Esse currículo integrado exigia, para sua execução, a ação articulada de professores, funcionários e demais técnicos.
O processo de avaliação nessas escolas também era considerado inovador: substituía as notas por conceitos. Os alunos se auto-avaliavam em relação aos objetivos, aos métodos e estratégias, conteúdos e atitudes. Atribuíam a seu próprio desempenho um conceito que era levado aos Conselhos de Classe e aí eram discutidos.

Implantada em um momento de intenso debate político e desenvolvida em grande parte sob o regime militar, a experiência do Serviço de Ensino Vocacional foi constantemente objeto de controvérsias, sabotagens e, por fim de aberta repressão. Maria Nilde sofreu muitas pressões como coordenadora do S.E.V. Em 1965, por exemplo, no governo Adhemar de Barros, o S.E.V. recebia inúmeros pedidos de contratação de professores e técnicos e de vagas para alunos que não tinham passado pelo processo de seleção. Diante da resistência em atender esses pedidos, o S.E.V. começou a receber ameaças de corte de verbas e de demissões de funcionários não comissionados. A primeira grande crise, conhecida dentro do S.E.V. como a “crise de 65”, aconteceu diante da negativa de matricular um candidato a aluno que era filho de um funcionário de confiança do secretário de Educação, e que não tinha passado no processo de seleção no Oswaldo Aranha. Esta atitude causou o afastamento de Maria Nilde da coordenação do S.E.V e da diretora administrativa do Ginásio Vocacional Oswaldo Aranha.
Esta intervenção mobilizou todos os professores e funcionários da rede de Ensino Vocacional e das Associações de Pais e Amigos do Vocacional, órgãos de representação dos pais de alunos que tinham grande envolvimento com a escola.
Houve muita mobilização, assembléias na capital e no interior. O envolvimento de pais, professores, pessoas representativas da comunidade e com a grande imprensa dando cobertura ao movimento, fez com que o governo voltasse atrás e reconduzisse, através de um decreto, Maria Nilde ao cargo de coordenadora e nomeasse Joel Martins e Lygia Furquim Sim como diretores do Oswaldo Aranha.
As crises continuaram a acontecer e o S.E.V. continuou a sofrer pressões principalmente na área do Orçamento e Pessoal até o fim, em 1969.

O último período de vida do Ensino Vocacional coincidiu com o endurecimento do regime ditatorial. Com a criação do Ato lnstitucional n° 5, o governo adquiria armas para reprimir as liberdades democráticas. No Ensino Vocacional isso significou a prisão de orientadores, professores e alunos, e a invasão policial-militar em ação conjugada para todos os Ginásios Vocacionais no dia 12 de dezembro de 1969. Vários professores e funcionários foram detidos. Em janeiro de 1970, Maria Nilde foi aposentada com base no AI-5.

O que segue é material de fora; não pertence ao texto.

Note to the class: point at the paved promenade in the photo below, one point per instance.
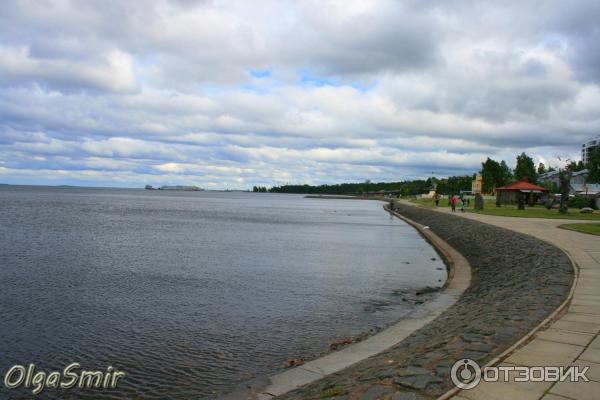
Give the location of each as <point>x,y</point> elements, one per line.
<point>573,338</point>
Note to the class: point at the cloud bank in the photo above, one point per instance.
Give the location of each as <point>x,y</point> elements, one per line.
<point>234,94</point>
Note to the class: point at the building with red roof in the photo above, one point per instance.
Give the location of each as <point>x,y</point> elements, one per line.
<point>510,193</point>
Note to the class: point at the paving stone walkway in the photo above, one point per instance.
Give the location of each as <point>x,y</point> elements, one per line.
<point>517,282</point>
<point>573,339</point>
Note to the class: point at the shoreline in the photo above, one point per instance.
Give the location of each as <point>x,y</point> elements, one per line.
<point>519,283</point>
<point>457,281</point>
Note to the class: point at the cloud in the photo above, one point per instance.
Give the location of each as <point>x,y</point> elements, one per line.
<point>242,93</point>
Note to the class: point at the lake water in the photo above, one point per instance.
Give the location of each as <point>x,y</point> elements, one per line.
<point>191,293</point>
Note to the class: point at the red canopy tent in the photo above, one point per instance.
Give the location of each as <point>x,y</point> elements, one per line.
<point>510,193</point>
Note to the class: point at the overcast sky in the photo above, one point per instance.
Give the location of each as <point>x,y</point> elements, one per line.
<point>231,94</point>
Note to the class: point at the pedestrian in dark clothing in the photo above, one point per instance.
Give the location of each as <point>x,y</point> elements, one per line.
<point>453,203</point>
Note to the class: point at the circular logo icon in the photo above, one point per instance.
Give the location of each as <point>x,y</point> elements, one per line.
<point>465,374</point>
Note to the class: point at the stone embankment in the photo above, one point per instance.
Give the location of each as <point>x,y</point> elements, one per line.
<point>517,281</point>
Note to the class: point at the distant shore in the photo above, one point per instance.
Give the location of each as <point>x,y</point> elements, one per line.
<point>518,281</point>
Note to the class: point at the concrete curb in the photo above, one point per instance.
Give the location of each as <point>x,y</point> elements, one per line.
<point>459,279</point>
<point>530,335</point>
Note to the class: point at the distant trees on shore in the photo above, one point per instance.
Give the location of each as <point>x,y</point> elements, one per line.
<point>494,174</point>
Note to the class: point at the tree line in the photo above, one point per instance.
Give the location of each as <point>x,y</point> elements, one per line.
<point>494,174</point>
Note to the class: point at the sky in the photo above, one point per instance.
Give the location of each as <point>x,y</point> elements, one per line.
<point>232,94</point>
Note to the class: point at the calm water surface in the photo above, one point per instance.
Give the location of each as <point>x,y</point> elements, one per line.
<point>191,293</point>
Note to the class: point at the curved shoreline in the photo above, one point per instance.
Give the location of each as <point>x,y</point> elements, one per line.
<point>519,282</point>
<point>458,280</point>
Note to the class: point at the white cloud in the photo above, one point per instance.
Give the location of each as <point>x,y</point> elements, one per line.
<point>240,93</point>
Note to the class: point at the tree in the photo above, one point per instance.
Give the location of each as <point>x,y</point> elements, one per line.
<point>594,167</point>
<point>525,168</point>
<point>541,168</point>
<point>506,174</point>
<point>576,166</point>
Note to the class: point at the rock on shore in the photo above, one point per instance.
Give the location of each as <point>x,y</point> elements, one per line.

Impedida de trabalhar pela ditadura, Maria Nilde, juntamente com alguns ex-companheiros de serviço público, também perseguidos pelo regime militar, criou a Equipe RENOV, entidade de assessoria, projetos, pesquisa e plane­jamento de ação comunitária e educacional, com atuação na defesa dos direitos humanos e dos per­seguidos políticos do regime militar. O RENOV (Relações Educacionais e do Trabalho), foi a alternativa encontrada para, a partir da área privada, continuar formando educadores, jovens de grupos populares e outros. Em janeiro de 74, o RENOV foi invadido por policiais militares e Maria Nilde e seus companheiros foram presos por cerca de um mês.

Levada para o SEDES pela psicóloga Lélia Vizanni, sua amiga desde a juventude, Maria Nilde logo abriu seu espaço dentro da Faculdade de Psicologia da Pontifícia Universidade Católica de São Paulo. Criou um centro educacional e se tornou professora de psicologia educacional. Professora da PUC a partir de 1970, orientou teses de inúmeros alunos, deixando para segundo plano, a sua própria tese de doutorado. Em toda a sua carreira como pedagoga, trabalhou com Educação Popular em programas educacionais, formais ou informais, para a população de baixa renda excluída da escola. Colaborava com os programas educacionais da CNBB desde 62. A partir de 1972, esta colaboração se dá por intermédio do RENOV. Neste mesmo ano, implantou um programa para mulheres de baixa renda na Favela Buraco Quente junto à paróquia Nossa Senhora do Guadalupe, no Campo Belo, e prestou assessoria ao projeto Educacional junto a Favela do Jaguaré, também na capital.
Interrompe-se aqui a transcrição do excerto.